# Gator Glide



## Jeff Bringhurst (May 20, 2009)

I wanted to help the bottom of my boat so I researched a couple products and chose GatorGlide (www.gatorglide.com). If you do purchase from them, be sure to transfer the paint to another container as I had 2 of their half gallon conainers leak.

One of the determining factors for me was I didn't want to have to remove my motor and flip the boat over.  Today, my brother in law and I started the project. With a little red neck engineering, we were able to get the boat up and off the trailer. 

























We sanded the bottom of the boat with 100 grit sand paper and then cleaned it with acetone. We then taped off the edges and rolled the GatorGlide on.

























We painted on 4 coats and it looks great. 

















I can't wait to try it out.


----------



## dkhntrdstn (Sep 7, 2007)

Should have went all the way up the front. Looks good


----------



## Bax* (Dec 14, 2008)

Looks pretty good Jeff. 

Im lookin at buying a boat right now, so maybe youcan tell me a little more.

How long is your boat? And do you think that 2 gallons was too much, too little, or just right?

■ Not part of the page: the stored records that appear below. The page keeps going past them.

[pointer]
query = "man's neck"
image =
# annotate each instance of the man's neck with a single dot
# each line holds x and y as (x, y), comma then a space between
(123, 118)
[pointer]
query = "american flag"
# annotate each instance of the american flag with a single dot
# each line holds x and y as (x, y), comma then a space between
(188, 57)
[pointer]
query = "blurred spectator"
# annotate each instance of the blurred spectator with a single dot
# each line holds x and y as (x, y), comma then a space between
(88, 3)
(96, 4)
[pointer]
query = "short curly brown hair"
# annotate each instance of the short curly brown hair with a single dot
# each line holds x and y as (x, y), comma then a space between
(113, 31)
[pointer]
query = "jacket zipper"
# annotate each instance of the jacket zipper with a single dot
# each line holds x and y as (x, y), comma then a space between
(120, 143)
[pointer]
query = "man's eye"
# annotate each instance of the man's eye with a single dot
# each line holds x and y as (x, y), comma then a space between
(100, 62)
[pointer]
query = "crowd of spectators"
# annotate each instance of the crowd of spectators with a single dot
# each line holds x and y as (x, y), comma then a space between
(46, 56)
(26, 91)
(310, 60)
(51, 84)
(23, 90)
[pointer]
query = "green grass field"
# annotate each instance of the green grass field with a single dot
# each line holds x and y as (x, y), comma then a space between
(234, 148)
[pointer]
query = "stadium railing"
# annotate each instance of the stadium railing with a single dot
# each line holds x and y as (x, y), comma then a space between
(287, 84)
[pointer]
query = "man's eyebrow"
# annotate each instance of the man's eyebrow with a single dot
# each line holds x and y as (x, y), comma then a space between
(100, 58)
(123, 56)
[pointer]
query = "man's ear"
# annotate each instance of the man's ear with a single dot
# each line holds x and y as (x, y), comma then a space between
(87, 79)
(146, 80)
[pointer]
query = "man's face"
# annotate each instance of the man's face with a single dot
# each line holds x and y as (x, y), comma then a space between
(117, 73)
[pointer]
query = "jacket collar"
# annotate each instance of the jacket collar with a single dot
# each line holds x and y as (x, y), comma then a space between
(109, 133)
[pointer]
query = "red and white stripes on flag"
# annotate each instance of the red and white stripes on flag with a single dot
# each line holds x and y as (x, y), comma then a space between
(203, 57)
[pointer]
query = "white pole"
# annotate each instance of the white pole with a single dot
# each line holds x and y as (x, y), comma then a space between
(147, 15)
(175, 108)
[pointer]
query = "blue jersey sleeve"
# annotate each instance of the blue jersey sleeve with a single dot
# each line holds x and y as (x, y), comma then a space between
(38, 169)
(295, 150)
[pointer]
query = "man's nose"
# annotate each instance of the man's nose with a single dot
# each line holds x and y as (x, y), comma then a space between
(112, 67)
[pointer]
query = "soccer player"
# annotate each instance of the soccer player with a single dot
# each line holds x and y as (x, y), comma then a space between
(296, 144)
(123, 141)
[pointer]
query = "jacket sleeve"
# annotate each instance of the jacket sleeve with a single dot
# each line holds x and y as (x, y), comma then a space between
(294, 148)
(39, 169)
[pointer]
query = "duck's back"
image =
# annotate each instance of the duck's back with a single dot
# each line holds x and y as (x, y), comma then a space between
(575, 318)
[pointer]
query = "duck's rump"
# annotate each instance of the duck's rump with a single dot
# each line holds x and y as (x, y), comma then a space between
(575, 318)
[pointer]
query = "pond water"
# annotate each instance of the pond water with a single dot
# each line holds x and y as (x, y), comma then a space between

I'd like to hear a follow-up later this season to hear about how well it holds up and if you like it


----------



## rjefre (Sep 8, 2007)

If that stuff is a slippery as some of the other brands, be prepared to slide sideways on sharp turns. The stuff is awesome, and will increase your speed and make it easier to drag your boat back in to the water after sliding up on the bank during a turn. Looks like a nice job!
R


----------



## Jeff Bringhurst (May 20, 2009)

Bax* said:


> Looks pretty good Jeff.
> 
> Im lookin at buying a boat right now, so maybe youcan tell me a little more.
> 
> ...


Bax,

I have an 18' x 51" Excel. I actually bought only a half gallon but they sent me a replacement half when the first bottle leaked. I still have half a bottle left. Hopefully our prep works pays off and it lasts a long time.

R,

Hopefully I can keep the brown side down


----------



## Fowlmouth (Oct 4, 2008)

Looks good Jeff, I have heard good things about Gator Glide. Now that you have practice rolling that on I'm sure I could find another boat for you to do. :O•-:


----------



## manzquad (Feb 10, 2010)

Did you do the G2 or G4? Did you use their primer?


----------



## manzquad (Feb 10, 2010)

I was able to pick up some G2. I really liked the brown Jeff did so I copied him ;-) I found a quick and easy way to lift my boat. Sure beats clearing everything out.[attachment=0:sko6omto]uploadfromtaptalk1347388965743.jpg[/attachment:sko6omto] floating boat. I took it to the B.R. Found some shallow islands & stuck it until it wouldn't budge. Hoped out ti water barely over my foot, spun the front around with one hand. Pulled it a boat length, so I could bury the prop where I stopped going in. 2 feet later and I was on step. Slick stuff. I'm satisfied with it. Lets just see what happens after tge abuse I put it through this season.


----------